After seven months as the new leader of a rapidly expanding campus, UMass Lowell Chancellor Jacquie Moloney currently faces her toughest challenge at the university’s helm.
Moloney, as executive vice chancellor under then-Chancellor Marty Meehan, spearheaded UMass Lowell’s growth in recent years with the opening of 12 new buildings and a 48 percent enrollment increase to 17,000 students since fall 2007.
Now, four months removed from announcing a $2 million midyear budget reduction, the university is in the midst of recovery efforts to close the financial gap while keeping its eyes on continued growth.
UMass Lowell’s reduction is part of a $10.9 million midyear deficit the five-campus UMass system faces after the state Legislature did not fund salary increases for professors and staff, a contract that was bargained during former Gov. Deval Patrick’s administration.
President Meehan honored the negotiated pay increases, believing the Legislature would refund the money to the UMass system. When that didn’t happen, the UMass campuses were forced to pay for the increases from their operating budgets.
Moloney called the loss of state funding “unexpected but not shocking.”
According to Moloney, savings will be made in areas where expansion was planned but the budget no longer can afford it. She cited housekeeping, international student programs, community outreach, economic development and the School of Pharmacy and Pharmaceutical Sciences.
The university will also eliminate certain vacant positions and delay hiring in other areas of the university’s operations, Moloney said.
More than 40 positions are currently frozen and 20 have been eliminated, according to Moloney.
“We expect that there may be more that we eliminate over the next year, and that will be very painful,” she said.
Moloney said the university has recovered from larger financial deficits that Meehan inherited at the start of his tenure as chancellor, and the university plans to do the same now.
“The way we closed it is we eliminated everything that was non-core mission and we focused on our students, and we’ll continue to do that,” Moloney said. “Going forward, we will not shortchange the students’ experience.”
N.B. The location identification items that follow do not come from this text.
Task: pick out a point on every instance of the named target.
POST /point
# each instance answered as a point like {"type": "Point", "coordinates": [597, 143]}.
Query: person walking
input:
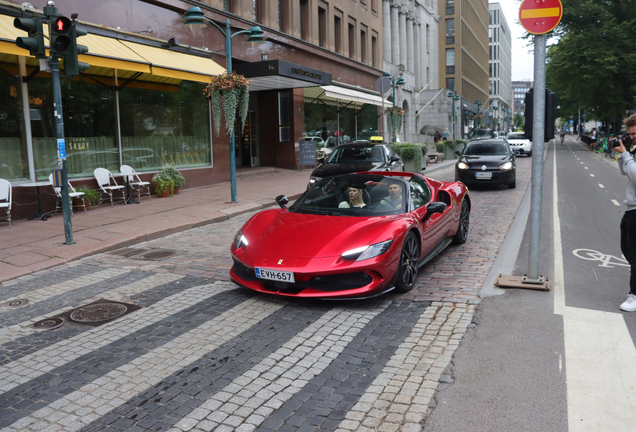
{"type": "Point", "coordinates": [627, 166]}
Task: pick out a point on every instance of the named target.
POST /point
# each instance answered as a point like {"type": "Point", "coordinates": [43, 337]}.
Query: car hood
{"type": "Point", "coordinates": [285, 233]}
{"type": "Point", "coordinates": [327, 170]}
{"type": "Point", "coordinates": [489, 161]}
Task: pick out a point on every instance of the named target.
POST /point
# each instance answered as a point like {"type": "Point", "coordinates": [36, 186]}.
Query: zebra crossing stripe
{"type": "Point", "coordinates": [282, 374]}
{"type": "Point", "coordinates": [26, 328]}
{"type": "Point", "coordinates": [31, 366]}
{"type": "Point", "coordinates": [112, 390]}
{"type": "Point", "coordinates": [43, 294]}
{"type": "Point", "coordinates": [399, 397]}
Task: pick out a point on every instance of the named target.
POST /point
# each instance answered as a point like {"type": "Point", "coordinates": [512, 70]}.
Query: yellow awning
{"type": "Point", "coordinates": [105, 52]}
{"type": "Point", "coordinates": [177, 65]}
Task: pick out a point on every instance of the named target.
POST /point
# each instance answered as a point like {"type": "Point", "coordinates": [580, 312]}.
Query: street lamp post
{"type": "Point", "coordinates": [399, 81]}
{"type": "Point", "coordinates": [454, 97]}
{"type": "Point", "coordinates": [478, 103]}
{"type": "Point", "coordinates": [195, 19]}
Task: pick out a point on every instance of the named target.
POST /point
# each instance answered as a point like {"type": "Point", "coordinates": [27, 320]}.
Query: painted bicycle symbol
{"type": "Point", "coordinates": [607, 260]}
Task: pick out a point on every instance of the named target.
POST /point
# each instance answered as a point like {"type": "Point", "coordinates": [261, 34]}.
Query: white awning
{"type": "Point", "coordinates": [352, 95]}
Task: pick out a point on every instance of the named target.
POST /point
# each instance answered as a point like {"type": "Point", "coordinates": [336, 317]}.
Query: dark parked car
{"type": "Point", "coordinates": [357, 157]}
{"type": "Point", "coordinates": [486, 161]}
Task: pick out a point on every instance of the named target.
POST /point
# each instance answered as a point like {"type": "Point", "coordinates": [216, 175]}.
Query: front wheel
{"type": "Point", "coordinates": [407, 268]}
{"type": "Point", "coordinates": [461, 235]}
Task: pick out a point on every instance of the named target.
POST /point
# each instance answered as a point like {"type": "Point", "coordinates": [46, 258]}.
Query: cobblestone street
{"type": "Point", "coordinates": [203, 354]}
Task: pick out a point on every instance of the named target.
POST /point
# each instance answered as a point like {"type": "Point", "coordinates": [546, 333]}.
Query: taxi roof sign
{"type": "Point", "coordinates": [540, 16]}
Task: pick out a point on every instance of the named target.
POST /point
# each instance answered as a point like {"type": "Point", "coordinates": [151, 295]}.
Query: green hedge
{"type": "Point", "coordinates": [411, 152]}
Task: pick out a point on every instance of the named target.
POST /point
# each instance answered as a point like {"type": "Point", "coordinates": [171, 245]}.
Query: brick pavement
{"type": "Point", "coordinates": [202, 354]}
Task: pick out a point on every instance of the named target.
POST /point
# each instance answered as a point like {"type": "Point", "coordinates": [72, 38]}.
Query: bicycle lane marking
{"type": "Point", "coordinates": [599, 353]}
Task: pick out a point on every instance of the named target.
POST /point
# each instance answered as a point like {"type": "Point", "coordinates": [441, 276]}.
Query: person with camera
{"type": "Point", "coordinates": [627, 165]}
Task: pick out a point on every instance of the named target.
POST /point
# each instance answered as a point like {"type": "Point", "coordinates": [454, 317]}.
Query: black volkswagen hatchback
{"type": "Point", "coordinates": [486, 161]}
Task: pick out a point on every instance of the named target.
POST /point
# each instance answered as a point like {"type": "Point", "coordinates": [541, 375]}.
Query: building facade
{"type": "Point", "coordinates": [463, 57]}
{"type": "Point", "coordinates": [141, 102]}
{"type": "Point", "coordinates": [500, 69]}
{"type": "Point", "coordinates": [410, 41]}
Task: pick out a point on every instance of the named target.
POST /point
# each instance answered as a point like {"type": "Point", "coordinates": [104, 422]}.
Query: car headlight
{"type": "Point", "coordinates": [239, 240]}
{"type": "Point", "coordinates": [366, 252]}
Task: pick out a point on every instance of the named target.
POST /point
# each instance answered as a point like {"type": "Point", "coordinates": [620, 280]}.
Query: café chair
{"type": "Point", "coordinates": [107, 184]}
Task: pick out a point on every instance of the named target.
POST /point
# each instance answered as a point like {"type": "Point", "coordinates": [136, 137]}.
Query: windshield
{"type": "Point", "coordinates": [370, 153]}
{"type": "Point", "coordinates": [516, 136]}
{"type": "Point", "coordinates": [486, 149]}
{"type": "Point", "coordinates": [354, 195]}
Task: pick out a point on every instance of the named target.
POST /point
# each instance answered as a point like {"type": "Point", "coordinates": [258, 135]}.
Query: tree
{"type": "Point", "coordinates": [591, 66]}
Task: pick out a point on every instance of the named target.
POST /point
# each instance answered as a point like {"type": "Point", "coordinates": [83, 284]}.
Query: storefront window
{"type": "Point", "coordinates": [14, 162]}
{"type": "Point", "coordinates": [89, 127]}
{"type": "Point", "coordinates": [159, 127]}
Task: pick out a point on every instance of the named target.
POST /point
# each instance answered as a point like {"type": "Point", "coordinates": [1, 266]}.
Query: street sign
{"type": "Point", "coordinates": [383, 84]}
{"type": "Point", "coordinates": [540, 16]}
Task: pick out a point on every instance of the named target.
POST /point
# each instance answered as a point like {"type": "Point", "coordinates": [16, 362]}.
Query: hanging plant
{"type": "Point", "coordinates": [232, 90]}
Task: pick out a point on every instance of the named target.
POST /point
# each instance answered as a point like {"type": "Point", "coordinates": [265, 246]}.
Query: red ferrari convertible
{"type": "Point", "coordinates": [351, 236]}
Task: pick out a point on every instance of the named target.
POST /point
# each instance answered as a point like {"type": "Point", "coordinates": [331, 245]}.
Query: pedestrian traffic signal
{"type": "Point", "coordinates": [60, 38]}
{"type": "Point", "coordinates": [35, 42]}
{"type": "Point", "coordinates": [72, 66]}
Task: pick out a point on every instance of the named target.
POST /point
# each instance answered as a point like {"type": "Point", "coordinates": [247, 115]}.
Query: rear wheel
{"type": "Point", "coordinates": [464, 223]}
{"type": "Point", "coordinates": [407, 268]}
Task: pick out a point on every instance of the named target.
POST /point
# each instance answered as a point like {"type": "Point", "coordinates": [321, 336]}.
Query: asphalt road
{"type": "Point", "coordinates": [563, 360]}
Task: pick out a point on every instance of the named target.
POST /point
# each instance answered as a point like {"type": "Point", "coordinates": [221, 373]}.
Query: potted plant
{"type": "Point", "coordinates": [164, 185]}
{"type": "Point", "coordinates": [91, 197]}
UMass Lowell entered this fiscal year with a $2.3 million deficit in its operating budget, and the salary increases added to the financial shortfall, Moloney said.
“Our five-year budget plan originally estimated that we would have about a $2.3 million difference between revenue and expenses for this fiscal year, as we continued to grow the campus,” Moloney said. “Because we planned in advance, we were able to save money during previous fiscal years and allocate more funds to our reserves. However, these projections did not include the unexpected additional $2 million by which we must now reduce the budget. That $4 million is not a drop in the bucket for our campus or any public university.”
While making efforts to cut spending, the university continues to expand its revenue-generating repertoire to supplement the campus outside of its operating budget.
Some of the university’s biggest revenue generators are the Online and Continuing Education program; its research facilities that are leased by companies seeking to test their products; and events hosted by the Hospitality and Event Services department, Moloney said. She considers these efforts vital to closing the financial gap on a campus with ambitious expansion goals in the coming years.
“I’m pretty passionate about raising the money and generating the revenue and finding the resources,” Moloney said. “I grew up without a lot. I was expected to be resourceful; it was the best lesson my parents ever gave me. ‘If you want something, you go figure out how to get that.’ So I did, and I’ve been doing that ever since.”
Going forward, Moloney said she is optimistic that the state and UMass system will develop a funding formula to best serve all.
“Honestly, I think this is the year of the unknown,” she said. “We just got news in the governor’s budget that there is a suggested increase for 1 percent, so I’m going to take that as a positive. We were hoping for a higher number … but I think, personally, the 1 percent is a positive statement.”